Drobot, 74, pleaded guilty in 2014 to orchestrating a scheme authorities dubbed Operation Spinal Cap, which paid more than $50 million in bribes to doctors and other health professionals in exchange for steering spinal surgeries and other procedures to his hospital. Former state Sen. Ron Calderon also was convicted of taking bribes from Drobot.

A 1965 Aston Martin from Sotheby’s catalog

As part of his plea, Drobot was ordered by the court to forfeit $10 million to the United States government. So the Aston Martin on the auction block in August 2018 — along with his 1958 Porsche and his 1971 Mercedes-Benz — was a penance of sorts, helping to fulfill that obligation and provide restitution to victims.

The Aston alone was valued by RM Sotheby’s auctioneers at $1.2 million to $1.4 million, and ultimately sold for $1.5 million.

But rather than forwarding sale proceeds to the government, as promised, Drobot disobeyed the court order and illegally kept the proceeds for himself, the U.S. Department of Justice said in court filings this week. (Drobot No. 1, Drobot No. 2).

Drobot conveyed an interest in the Aston Martin to the classic car auction company in exchange for a $1 million advance on the sale proceeds on June 22, 2018, the DOJ said. That $1 million was wired to Drobot’s bank account and used “for personal expenses and not to satisfy the court’s forfeiture order. Drobot further admitted to laundering the money via transfers to third parties,” the DOJ said.

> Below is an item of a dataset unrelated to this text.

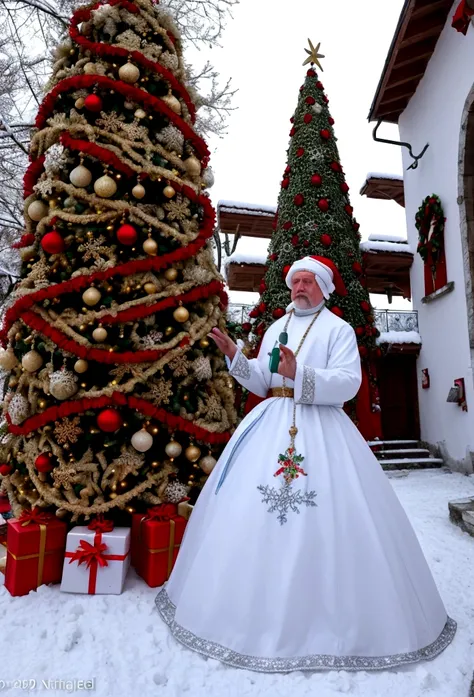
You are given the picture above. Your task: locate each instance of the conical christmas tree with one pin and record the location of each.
(315, 217)
(116, 398)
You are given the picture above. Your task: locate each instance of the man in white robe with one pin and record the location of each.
(298, 554)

In February, the DOJ seized Drobot’s interest in his Newport Beach home and Perris business property to help satisfy the order, said spokesman Ciaran McEvoy.

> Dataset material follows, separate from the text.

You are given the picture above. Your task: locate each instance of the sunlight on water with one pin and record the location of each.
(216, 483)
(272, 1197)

Prosecutors have charged 17 people, and won 10 convictions, as part of Operation Spinal Cap, the $1 billion health care fraud scheme Drobot spearheaded. The accused hail from Manhattan Beach, Newport Beach, Redondo Beach, Palos Verdes Estates, Santa Ana, San Clemente and many other cities.

Patients wait

Thousands of patients received surgeries at Pacific Hospital not knowing that Drobot had bribed their physician to perform their surgery at Pacific Hospital, prosecutors said in court documents.

“The patients believed that they were receiving conflict-free medical advice when, in fact, (Drobot) illegally incentivized their physician to perform the surgery at Pacific Hospital,” they wrote.

Waiting not so patiently in the wings now, as the government’s mammoth probe proceeds, are those patients, who seek redress.

In an avalanche of lawsuits, more than 160 patients contend that cheap, nonsurgical-grade hardware may have been drilled into their bones during operations that might not have been necessary to begin with, leaving them in excruciating pain.

Their suits, in civil court, target doctors and hospitals allegedly involved in the scheme — but those suits are in a deep freeze so as not to interfere with the DOJ’s criminal probe.

Doctors and hospitals targeted by those lawsuits — who have not been charged in the federal criminal probe — deny wrongdoing, including knowingly using inferior product in surgeries. Drobot has said his companies never bought or used any knock-off screws or parts for spinal surgeries.

How much of that $10 million might patients see?

Drobot’s forfeited money goes into a government forfeiture fund, and there’s a process called remission where victims can request their share, said DOJ spokesman McEvoy.

“It would be fair and just  — and seems to me the only right answer — for the bulk of whatever’s recovered from Drobot and his co-defendants to go to the actual patients who are suffering,” said attorney Justin Berger, who represents whistleblowers in the case.

Attorneys have asked the court to allow some of the patients’ civil lawsuits to move forward, and that will be considered on Tuesday, July 30.

“We’re hopeful that — given the passage of time, that patients continue to live in pain and that patients continue to die — some or all of these suits will be set for trial soon,” Berger said. “There are doctors still walking around as free men without any indictments — I hope this means there will be continued cooperation and the government will go after all the wrongdoers.”